When the first folder is done, the progress would be 20%, then 30%, 40%, 45%, 50%, 55%, 60%, and so on. The latter would be incredibly frustrating to watch. But it is possible.

This example might sound trivial and unreal, but it is incredible how often it turns up in real practical problems — including cooking and supply chain statistics.

My roommate Tagg has a unique way of making ramen noodles. He would bring the water to boil, pour the ramen in, leave it for less than a minute and put many seasonings on top. My other roommate Jack pours most of the water out and then lets it sit with the seasoning to soak in the spices. Tommy and Jake boil it with the herb and dry every drop of water. They like raw ramen noodles.

Which one’s better? I can’t say definitely. (Although I like Tagg’s method, this NY Times recipe is the best.)

I am working on a research project with a hygiene products company based in North Carolina. It’s facing returns, sometimes up to 15% of its sales. Prof Sean1 and I were trying to find why. We found opportunities to streamline distribution using their data for sales, transportation, and claims.

But this problem of choosing the “how” to calculate the metric turned up in something I thought was super simple. The company gave sales, transportation and products datasets. See the following examples. Of course, they’re not real, but they give you a good idea.

These datasets have random values and aren’t real. But they give you a taste of what the company provided us.

Deciding on the metrics is way more complicated than I initially thought. Consider you want to estimate how many complete pallet orders were shipped from a location. Where do you start? Well, each item was in a carton which was in a pallet.
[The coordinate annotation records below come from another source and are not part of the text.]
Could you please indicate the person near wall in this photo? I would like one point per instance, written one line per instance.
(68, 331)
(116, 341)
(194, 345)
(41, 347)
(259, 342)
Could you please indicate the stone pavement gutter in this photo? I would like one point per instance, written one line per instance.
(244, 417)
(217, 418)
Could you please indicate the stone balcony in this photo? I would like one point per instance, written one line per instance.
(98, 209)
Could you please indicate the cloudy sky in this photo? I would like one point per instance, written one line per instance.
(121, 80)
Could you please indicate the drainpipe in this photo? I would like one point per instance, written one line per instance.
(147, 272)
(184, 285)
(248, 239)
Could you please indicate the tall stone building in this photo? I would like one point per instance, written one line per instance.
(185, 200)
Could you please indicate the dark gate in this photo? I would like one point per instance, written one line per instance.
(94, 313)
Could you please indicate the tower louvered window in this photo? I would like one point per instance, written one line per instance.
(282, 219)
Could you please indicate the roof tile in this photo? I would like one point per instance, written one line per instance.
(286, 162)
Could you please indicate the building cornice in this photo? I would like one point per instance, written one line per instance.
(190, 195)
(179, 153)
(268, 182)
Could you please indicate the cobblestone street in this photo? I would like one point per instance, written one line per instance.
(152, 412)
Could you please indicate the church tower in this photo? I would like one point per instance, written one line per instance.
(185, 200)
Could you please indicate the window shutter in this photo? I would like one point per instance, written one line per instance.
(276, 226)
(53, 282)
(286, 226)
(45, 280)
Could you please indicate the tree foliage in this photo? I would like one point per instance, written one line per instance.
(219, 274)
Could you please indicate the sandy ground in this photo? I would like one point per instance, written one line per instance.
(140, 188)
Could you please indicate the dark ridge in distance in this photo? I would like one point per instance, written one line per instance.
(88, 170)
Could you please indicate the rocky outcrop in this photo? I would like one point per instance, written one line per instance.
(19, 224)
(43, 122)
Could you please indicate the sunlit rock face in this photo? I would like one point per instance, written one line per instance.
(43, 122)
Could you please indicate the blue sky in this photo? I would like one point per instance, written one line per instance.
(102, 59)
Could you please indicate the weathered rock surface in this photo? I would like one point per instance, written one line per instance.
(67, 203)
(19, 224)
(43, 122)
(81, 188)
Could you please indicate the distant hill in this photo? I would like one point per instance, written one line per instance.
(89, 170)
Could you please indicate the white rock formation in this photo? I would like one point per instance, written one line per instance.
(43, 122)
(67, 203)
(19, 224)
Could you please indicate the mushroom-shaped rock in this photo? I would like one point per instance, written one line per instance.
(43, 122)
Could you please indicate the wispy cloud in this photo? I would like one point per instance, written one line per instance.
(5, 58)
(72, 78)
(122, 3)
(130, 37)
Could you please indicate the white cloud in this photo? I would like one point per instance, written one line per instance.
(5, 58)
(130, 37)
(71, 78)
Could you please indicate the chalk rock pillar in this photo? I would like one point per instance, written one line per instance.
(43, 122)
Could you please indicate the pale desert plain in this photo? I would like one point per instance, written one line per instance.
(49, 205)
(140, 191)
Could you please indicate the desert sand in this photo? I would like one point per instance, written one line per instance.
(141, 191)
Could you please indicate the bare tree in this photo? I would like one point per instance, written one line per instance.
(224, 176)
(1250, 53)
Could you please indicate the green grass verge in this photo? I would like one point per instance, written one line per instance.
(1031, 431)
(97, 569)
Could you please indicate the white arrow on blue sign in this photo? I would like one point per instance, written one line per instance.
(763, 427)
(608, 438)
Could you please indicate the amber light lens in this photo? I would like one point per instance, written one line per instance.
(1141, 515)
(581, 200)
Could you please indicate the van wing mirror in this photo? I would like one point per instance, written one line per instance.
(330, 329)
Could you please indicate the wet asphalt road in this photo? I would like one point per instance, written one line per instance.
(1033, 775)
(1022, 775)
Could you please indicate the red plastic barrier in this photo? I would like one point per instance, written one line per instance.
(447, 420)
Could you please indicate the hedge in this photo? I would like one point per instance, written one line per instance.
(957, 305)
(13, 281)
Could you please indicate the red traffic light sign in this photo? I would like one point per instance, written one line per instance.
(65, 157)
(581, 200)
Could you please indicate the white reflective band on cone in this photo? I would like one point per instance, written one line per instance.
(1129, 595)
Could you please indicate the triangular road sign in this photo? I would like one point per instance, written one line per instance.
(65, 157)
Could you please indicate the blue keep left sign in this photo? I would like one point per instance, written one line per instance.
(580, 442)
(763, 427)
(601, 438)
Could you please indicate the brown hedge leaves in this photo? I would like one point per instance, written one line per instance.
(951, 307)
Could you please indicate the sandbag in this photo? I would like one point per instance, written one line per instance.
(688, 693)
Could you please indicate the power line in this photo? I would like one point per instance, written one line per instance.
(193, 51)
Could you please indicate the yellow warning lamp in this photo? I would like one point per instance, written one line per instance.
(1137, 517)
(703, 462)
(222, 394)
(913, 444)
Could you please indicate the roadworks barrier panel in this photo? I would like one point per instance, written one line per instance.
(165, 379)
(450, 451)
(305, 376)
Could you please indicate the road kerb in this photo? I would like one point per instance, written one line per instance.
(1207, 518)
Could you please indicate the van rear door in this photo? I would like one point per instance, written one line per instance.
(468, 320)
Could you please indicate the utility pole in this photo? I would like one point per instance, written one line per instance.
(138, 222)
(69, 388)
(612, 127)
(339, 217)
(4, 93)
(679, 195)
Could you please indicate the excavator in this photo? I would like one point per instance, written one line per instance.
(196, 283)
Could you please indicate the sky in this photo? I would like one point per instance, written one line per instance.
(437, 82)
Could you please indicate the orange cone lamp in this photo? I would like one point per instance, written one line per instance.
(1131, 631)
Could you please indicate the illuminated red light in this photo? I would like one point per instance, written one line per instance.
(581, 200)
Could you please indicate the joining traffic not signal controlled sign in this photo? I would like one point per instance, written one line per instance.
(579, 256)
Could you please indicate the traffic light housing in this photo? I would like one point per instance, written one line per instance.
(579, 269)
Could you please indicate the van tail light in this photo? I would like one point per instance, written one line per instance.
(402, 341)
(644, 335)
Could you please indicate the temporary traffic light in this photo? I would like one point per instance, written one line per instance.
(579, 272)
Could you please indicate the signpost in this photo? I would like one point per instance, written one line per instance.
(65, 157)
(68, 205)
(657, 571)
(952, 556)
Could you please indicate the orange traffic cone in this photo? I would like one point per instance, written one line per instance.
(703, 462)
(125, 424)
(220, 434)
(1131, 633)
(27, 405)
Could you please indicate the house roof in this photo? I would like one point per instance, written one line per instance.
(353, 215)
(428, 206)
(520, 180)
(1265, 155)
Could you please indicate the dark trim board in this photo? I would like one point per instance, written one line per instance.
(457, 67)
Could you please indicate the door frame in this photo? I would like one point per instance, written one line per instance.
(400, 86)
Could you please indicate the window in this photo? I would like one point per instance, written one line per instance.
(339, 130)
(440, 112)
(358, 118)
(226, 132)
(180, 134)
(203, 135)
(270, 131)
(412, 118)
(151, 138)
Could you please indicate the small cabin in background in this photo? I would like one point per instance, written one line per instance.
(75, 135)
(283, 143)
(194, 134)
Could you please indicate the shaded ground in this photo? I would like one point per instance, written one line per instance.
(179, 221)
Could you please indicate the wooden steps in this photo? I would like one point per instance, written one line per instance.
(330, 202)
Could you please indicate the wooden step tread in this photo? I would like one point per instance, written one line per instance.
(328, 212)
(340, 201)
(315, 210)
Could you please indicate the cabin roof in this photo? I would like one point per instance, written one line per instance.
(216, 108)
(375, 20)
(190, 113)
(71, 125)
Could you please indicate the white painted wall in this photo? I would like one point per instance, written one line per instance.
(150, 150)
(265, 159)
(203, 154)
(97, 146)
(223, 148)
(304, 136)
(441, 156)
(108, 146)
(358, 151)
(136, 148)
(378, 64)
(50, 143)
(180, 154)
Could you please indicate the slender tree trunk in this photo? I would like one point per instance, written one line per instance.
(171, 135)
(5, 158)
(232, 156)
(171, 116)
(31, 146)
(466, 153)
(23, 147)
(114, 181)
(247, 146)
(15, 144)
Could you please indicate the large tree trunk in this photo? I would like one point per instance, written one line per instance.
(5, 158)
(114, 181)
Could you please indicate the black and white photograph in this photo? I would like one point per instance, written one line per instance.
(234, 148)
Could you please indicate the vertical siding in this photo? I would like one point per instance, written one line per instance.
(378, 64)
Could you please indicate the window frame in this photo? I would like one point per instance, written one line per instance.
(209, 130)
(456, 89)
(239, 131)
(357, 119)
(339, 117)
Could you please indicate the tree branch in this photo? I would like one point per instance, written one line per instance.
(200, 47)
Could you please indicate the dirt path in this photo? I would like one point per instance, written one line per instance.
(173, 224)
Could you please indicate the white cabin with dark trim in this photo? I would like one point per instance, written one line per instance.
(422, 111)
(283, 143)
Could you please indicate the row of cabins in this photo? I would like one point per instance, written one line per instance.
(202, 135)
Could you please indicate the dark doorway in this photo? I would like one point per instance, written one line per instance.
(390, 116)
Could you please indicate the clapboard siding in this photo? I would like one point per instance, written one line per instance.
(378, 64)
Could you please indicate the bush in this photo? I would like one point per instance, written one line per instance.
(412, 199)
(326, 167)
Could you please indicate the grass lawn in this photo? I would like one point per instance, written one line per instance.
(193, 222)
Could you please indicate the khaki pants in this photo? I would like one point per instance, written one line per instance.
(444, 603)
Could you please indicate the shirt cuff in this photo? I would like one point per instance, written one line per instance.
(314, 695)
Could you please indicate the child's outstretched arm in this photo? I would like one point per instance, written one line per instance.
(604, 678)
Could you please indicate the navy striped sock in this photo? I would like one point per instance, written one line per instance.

We want to estimate the proportion of orders from a location in full pallets. There are at least two methods to find it.

First, I find the number of full pallets for every row since each row (in the Sales sheet) is an order-item combination. Group all the entries by an order number; then, you can find what proportion of cases were sent in full pallets. But that is for every order, and we wanted to get metrics by location. So, you can aggregate the results again by (City, State) and calculate the average proportion of total pallet cases.

Or, the other method is to group by (City, State) without first grouping by order number. This would disregard which items were part of which order — breaking 1-to-1 matches. Some orders would be higher volume than others. There’s no reason they should be the same unless all items were the same.

This situation of defining the right metric turns up in so many different ways. How we aggregate things together matters because the end product depends not only on raw materials but the method as well. Simple things aren’t as intuitive as one might think. Ultimately, we have to use the metric that the company likes to use.

A general note on metrics.

• If people have to perform calculations on your metrics to generate insights, they’re not good metrics.

• Specify what your metric represents and what it doesn’t represent. You’ll avoid situations where your metric is misused.

• Always consider what the company or client thinks about your metrics and their businesses. If they disagree with your formulation, your metric will be just another number.

• There is more variability than what a statistical model can capture. Listen to managers; they’ve more knowledge about their businesses than you’d ever have.